2. A l’appui de sa demande, M. A... produit la copie d’une décision de la caisse d’allocations familiales de la Marne du 6 mai 2024 refusant de lui accorder une remise gracieuse d’une dette de 356,46 euros résultant d’un trop-perçu de revenu de solidarité active ainsi qu’une décision du 19 février 2024 par laquelle la CAF de la Marne lui notifie une dette d’un montant de 1 692,42 euros résultant d’un indu d’aide personnalisée au logement. Il doit être regardé comme en demandant l’annulation.


3. M. A... a été, en application des dispositions de l’article R. 612-5-1 du code de justice administrative, invité, par un courrier du 16 octobre 2025 envoyé par le biais de l’application « Télérecours citoyen », à confirmer expressément le maintien de ses conclusions dans un délai d’un mois et informé de ce que, à défaut de confirmation, il serait réputé s’être désisté d’office, dont il est réputé avoir eu connaissance à l’issue du délai de deux jours ouvrés, conformément à l’article R. 611-8-6 du code de justice administrative. Aucune confirmation de sa requête n’étant parvenue à la juridiction dans le délai d’un mois suivant la date de cette notification, M. A... doit être réputé s’être désisté de sa requête. Dès lors, il y a lieu de donner acte de ce désistement.






O R D O N N E :



Article 1er : Il est donné acte du désistement de M. A....
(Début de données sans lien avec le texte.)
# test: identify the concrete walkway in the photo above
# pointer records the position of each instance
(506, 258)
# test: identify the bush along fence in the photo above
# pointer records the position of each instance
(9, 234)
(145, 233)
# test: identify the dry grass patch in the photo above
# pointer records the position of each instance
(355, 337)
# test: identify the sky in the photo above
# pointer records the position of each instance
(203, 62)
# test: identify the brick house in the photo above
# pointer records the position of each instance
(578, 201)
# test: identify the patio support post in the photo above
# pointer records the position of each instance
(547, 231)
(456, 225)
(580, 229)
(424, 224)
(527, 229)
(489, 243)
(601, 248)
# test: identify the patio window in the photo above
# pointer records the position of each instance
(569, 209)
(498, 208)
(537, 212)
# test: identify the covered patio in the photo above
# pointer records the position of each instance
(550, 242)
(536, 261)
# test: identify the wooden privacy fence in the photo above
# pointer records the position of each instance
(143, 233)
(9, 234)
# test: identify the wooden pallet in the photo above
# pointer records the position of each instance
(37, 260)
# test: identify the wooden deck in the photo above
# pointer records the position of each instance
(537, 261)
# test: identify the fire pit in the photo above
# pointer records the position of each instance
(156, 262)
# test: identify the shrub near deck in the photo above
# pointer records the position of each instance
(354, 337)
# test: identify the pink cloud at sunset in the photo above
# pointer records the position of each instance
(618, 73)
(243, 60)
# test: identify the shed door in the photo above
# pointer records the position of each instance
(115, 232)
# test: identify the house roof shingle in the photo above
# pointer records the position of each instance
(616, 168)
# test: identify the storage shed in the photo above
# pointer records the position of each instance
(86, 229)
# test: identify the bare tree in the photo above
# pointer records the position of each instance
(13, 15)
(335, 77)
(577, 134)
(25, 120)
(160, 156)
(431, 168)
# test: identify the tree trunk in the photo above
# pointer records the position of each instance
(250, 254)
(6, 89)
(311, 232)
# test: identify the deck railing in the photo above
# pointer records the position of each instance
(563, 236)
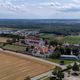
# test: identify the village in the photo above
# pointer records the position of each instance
(63, 55)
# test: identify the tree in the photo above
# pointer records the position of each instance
(68, 50)
(62, 62)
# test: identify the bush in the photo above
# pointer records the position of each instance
(61, 62)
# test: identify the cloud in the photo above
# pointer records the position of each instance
(42, 9)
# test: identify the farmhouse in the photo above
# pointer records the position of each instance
(15, 66)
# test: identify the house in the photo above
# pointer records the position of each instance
(68, 57)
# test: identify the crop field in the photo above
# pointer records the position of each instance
(3, 39)
(72, 39)
(14, 67)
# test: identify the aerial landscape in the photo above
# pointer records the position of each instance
(39, 39)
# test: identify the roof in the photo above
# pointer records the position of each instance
(14, 67)
(68, 56)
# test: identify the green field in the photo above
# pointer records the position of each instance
(15, 47)
(58, 61)
(45, 35)
(72, 39)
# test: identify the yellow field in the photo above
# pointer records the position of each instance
(17, 68)
(3, 39)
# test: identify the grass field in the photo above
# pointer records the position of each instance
(15, 47)
(72, 39)
(17, 68)
(58, 61)
(3, 39)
Article 2 : La présente ordonnance sera notifiée à M. B... A..., au conseil départemental de la Marne et à la caisse d’allocations familiales de la Marne.


Fait à Châlons-en-Champagne, le 19 novembre 2025.

La présidente du tribunal


Signé


Sylvie Mégret


La République mande et ordonne au ministre du travail et des solidarités et au ministre de la ville et du logement en ce qui les concerne ou à tous commissaires de justice à ce requis en ce qui concerne les voies de droit commun, contre les parties privées, de pourvoir à l’exécution de la présente décision.